Ivana Klickovic
The focus of Ivana Kličković’s practice rests on the process of selection and “sampling” of culturally and chronologically distant visual patterns – such as Japanese woodblock prints, drawings of old theatrical scenery or digital images pulled from the Internet – which she recreates on canvas as simultaneously overlapping layers of reduced image fragments that form large-scale compositions, spatially flat and open to interpretation, both abstract and/or quasi-representational. Confirming atemporality as one of the main features of her painterly gesture, Kličković indirectly but accurately comments on the multidirectional, constant and often chaotic circulation of images in our everyday lives, in which everything has already been seen and exists intertwined, independently from isolated cultural patterns and social phenomena. By reacting to and participating in a global economy of images, in which dissemination of visual information is organised in such a way, Kličković takes over and examines the logic of overlapping, mixing, flexibility, conflict, and simultaneity of visual motifs and styles within her own painting structure. These paintings are not created with pretence to either semantic coherence or didactic intent. If a reference to history or genre of painting is to be used in relation to them, then the landscape, in its broadest sense, could serve as the methodological framework – a landscape that, in Kličković’s paintings, appears as a section of an infinite horizon from which the sequence of the visible is isolated by the eye. In this case, however, we are looking at imaginary landscapes that open up as vast spaces built on a network of fragments overlapping in a way that involves multiple views and that, in this sense, cannot be limited to what is comprehended exclusively by any single eye. (Text: Ana Bogdanovic)

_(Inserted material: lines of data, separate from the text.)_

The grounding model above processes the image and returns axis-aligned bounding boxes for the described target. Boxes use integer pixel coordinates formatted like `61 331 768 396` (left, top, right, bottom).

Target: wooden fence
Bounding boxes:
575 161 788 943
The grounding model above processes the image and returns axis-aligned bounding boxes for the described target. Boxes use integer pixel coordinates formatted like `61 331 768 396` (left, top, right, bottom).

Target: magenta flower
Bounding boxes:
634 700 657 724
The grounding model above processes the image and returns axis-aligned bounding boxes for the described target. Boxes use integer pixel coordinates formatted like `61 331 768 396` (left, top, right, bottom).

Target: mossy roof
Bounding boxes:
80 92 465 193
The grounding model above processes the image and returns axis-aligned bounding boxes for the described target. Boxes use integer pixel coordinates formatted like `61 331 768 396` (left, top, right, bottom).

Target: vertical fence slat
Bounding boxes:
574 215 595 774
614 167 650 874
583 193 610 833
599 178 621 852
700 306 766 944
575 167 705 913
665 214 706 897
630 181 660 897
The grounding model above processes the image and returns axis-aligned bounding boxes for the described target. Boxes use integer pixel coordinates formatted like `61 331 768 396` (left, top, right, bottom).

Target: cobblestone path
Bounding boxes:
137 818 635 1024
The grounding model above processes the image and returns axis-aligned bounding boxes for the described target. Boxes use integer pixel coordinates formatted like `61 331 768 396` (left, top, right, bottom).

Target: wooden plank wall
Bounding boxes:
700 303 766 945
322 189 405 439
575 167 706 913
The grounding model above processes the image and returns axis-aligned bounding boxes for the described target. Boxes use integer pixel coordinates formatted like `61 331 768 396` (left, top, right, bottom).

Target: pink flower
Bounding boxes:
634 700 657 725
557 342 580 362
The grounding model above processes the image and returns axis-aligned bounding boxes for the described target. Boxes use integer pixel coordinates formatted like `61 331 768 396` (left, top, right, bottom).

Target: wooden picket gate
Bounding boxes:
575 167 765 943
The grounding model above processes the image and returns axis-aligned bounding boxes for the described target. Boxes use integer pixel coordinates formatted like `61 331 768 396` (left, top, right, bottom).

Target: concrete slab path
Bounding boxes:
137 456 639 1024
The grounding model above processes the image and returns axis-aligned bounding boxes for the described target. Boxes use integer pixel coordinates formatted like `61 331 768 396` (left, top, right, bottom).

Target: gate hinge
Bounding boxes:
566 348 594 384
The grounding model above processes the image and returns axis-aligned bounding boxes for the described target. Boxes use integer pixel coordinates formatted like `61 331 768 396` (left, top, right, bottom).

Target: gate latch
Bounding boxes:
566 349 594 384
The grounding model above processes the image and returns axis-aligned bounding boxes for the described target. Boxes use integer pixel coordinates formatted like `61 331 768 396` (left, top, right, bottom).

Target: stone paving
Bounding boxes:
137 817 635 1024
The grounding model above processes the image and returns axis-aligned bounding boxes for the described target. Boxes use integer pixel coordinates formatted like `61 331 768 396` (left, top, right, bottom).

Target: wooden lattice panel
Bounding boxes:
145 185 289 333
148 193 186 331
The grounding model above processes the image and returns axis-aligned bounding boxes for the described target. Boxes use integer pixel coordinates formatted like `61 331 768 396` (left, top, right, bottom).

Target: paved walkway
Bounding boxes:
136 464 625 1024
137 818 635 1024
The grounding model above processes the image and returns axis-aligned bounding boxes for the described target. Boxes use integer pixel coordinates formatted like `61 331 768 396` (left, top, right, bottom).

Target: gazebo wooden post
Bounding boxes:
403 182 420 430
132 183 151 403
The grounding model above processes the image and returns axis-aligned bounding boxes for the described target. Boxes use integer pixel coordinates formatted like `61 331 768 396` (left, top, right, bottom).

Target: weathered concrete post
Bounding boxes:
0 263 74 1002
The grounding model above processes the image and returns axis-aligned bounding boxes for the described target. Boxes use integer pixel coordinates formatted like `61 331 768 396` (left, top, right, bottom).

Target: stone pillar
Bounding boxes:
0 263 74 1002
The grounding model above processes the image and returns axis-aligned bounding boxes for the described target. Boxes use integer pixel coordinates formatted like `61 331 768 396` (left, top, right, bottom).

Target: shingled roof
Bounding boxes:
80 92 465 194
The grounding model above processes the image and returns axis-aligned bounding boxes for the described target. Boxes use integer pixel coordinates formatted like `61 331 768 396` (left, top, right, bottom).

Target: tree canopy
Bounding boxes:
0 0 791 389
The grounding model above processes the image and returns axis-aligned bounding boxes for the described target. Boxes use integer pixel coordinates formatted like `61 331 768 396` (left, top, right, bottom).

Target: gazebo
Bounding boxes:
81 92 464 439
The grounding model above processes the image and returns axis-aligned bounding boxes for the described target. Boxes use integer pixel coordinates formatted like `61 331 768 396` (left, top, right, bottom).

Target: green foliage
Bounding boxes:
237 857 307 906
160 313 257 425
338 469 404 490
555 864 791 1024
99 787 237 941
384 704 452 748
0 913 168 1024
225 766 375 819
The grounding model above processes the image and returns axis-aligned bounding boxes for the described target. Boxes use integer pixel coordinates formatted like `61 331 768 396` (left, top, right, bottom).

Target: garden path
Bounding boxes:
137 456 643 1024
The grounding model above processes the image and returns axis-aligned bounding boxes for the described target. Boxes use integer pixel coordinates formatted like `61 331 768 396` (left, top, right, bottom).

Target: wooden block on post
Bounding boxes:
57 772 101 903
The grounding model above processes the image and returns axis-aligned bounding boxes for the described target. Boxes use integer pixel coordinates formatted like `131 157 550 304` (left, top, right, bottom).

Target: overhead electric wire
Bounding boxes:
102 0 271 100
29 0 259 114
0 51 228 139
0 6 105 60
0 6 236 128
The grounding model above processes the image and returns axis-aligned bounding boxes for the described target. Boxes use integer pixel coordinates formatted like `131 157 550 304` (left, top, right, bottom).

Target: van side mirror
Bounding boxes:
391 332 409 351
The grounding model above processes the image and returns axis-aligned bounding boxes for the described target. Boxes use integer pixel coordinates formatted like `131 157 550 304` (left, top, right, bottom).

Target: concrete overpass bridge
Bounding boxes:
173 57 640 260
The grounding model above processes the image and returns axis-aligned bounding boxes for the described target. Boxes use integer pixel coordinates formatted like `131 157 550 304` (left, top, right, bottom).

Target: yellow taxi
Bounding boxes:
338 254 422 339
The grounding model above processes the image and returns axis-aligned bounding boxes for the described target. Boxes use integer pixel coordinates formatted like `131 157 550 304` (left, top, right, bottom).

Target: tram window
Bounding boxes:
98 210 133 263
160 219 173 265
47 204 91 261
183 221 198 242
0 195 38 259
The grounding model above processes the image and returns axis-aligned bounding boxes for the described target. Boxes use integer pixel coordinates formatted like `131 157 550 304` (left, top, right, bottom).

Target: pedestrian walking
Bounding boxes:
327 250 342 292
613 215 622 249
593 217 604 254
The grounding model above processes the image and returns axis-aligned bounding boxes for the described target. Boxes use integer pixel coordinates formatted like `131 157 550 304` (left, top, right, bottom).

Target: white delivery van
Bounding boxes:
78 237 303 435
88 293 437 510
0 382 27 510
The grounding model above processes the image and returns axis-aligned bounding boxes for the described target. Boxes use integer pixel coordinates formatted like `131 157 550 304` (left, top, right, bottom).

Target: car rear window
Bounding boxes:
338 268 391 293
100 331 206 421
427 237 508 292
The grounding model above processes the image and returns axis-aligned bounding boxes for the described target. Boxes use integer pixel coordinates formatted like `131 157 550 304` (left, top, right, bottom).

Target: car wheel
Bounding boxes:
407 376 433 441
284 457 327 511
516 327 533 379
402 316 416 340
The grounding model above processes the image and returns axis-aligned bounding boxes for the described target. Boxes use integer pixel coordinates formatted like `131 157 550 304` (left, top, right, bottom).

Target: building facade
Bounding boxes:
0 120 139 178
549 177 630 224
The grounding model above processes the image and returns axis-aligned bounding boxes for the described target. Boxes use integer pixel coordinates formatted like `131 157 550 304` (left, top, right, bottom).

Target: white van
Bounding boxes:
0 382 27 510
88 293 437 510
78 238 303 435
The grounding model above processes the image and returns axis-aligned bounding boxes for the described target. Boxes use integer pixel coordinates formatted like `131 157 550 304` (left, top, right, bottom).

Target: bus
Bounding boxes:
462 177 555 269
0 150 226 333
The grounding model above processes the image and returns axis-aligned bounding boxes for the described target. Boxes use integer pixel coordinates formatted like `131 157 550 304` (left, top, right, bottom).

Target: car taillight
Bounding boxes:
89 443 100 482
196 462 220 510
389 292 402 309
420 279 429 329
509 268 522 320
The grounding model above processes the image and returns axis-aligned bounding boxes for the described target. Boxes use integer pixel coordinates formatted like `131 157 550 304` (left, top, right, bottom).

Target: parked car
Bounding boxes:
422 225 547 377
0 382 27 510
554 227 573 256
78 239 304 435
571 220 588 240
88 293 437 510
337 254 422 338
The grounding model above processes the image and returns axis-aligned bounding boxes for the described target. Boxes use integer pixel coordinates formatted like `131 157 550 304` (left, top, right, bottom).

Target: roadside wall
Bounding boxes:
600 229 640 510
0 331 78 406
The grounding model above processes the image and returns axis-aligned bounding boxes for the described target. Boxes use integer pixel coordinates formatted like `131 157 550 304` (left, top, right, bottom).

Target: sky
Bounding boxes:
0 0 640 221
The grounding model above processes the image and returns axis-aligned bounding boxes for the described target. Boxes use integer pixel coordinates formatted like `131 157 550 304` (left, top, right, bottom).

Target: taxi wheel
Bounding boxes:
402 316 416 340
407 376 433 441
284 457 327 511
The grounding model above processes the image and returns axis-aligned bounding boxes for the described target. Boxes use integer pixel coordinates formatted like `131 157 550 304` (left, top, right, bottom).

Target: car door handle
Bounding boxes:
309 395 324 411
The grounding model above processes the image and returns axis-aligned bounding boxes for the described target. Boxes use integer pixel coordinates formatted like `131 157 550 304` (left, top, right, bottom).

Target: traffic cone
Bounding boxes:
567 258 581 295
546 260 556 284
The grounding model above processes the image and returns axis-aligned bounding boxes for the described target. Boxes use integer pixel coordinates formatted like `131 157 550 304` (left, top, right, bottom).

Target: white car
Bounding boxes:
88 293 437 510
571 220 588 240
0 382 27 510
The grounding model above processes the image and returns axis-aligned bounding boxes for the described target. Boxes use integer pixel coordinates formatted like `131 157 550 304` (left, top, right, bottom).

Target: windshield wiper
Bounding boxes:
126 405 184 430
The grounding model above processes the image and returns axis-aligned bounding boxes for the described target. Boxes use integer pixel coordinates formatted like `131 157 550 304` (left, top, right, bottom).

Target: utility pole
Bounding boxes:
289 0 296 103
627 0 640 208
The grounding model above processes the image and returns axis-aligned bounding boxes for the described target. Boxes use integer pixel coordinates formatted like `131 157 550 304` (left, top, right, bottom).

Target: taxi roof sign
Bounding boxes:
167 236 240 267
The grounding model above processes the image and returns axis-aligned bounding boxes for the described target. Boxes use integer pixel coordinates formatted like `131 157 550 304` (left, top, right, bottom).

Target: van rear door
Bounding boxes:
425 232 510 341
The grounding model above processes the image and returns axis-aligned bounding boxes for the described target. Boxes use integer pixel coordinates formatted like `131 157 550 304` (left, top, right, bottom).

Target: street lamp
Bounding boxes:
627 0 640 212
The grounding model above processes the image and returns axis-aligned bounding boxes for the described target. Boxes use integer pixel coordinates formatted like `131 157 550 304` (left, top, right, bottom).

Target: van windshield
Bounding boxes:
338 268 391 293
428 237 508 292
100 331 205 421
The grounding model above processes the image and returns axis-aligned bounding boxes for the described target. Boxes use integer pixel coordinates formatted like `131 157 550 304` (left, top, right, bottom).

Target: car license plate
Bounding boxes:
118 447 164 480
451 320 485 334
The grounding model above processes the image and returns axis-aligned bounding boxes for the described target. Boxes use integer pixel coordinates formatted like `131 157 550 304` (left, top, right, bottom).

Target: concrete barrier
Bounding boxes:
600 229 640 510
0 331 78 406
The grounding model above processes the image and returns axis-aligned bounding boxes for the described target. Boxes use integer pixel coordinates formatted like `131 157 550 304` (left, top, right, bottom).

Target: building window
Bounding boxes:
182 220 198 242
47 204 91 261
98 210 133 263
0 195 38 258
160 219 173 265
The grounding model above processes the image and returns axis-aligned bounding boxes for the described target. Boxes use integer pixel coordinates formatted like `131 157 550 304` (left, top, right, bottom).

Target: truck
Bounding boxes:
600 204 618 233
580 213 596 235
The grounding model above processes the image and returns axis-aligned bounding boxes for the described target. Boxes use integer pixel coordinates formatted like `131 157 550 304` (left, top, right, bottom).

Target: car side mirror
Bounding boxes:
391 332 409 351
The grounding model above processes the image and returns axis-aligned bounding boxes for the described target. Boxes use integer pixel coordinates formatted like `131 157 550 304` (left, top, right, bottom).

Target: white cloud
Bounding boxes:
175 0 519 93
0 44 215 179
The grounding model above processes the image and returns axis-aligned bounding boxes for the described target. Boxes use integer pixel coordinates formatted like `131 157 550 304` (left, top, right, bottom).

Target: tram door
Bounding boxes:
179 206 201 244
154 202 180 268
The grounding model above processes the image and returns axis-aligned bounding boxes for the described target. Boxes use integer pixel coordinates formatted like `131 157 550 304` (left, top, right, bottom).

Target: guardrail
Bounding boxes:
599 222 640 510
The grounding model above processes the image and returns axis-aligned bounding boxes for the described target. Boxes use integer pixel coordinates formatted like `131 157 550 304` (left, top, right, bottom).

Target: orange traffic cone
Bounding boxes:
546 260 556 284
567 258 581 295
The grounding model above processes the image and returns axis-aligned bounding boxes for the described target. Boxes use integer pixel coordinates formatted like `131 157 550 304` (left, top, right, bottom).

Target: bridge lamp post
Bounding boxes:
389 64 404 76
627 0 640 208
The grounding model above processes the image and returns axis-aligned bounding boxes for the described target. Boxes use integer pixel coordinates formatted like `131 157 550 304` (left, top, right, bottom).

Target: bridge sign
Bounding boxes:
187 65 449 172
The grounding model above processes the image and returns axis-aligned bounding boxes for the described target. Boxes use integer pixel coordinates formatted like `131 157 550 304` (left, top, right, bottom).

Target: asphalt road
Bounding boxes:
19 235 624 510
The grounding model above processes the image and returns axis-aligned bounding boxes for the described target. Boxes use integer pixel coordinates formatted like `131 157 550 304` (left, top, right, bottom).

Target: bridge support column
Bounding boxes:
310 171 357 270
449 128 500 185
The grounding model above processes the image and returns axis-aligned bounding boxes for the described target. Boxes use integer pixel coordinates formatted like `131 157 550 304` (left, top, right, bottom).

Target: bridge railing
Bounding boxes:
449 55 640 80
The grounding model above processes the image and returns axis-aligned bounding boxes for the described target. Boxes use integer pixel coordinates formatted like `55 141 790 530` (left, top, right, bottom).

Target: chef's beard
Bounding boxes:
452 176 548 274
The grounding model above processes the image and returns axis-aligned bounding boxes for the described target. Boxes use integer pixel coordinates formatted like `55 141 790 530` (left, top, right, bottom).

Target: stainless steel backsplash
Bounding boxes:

Ivana Kličković was born and raised in former Yugoslavia. She graduated from the Faculty of Fine Arts in Belgrade, where she received MA in Painting.
Kličković’s most recent solo exhibition, Paintings, was presented in 2020 at Gallery Gilla Lörcher Berlin. Previous solo exhibitions include ‘here… the moon’ at the Art Gallery, Cultural Center of Belgrade; the Faculty of Architecture; Belgrade Youth Centre; and Centre for Cultural Decontamination, all in Belgrade; and Gallery of Contemporary Art in Pančevo, Serbia. Her work was included in a number of significant group exhibitions in Serbia, including at the Yugoslav Biennial of Young Artists in 1998 and 2004; the 39th and the 42nd October Salon, in 1998 and 2001 respectively; the SKC Student Cultural Centre in Belgrade in 2007 and Abstract Landscape 2.0, at the Cultural Centre of Belgrade in 2022; as well as part of Arcadia Unbound at Funkhaus, Berlin in 2015.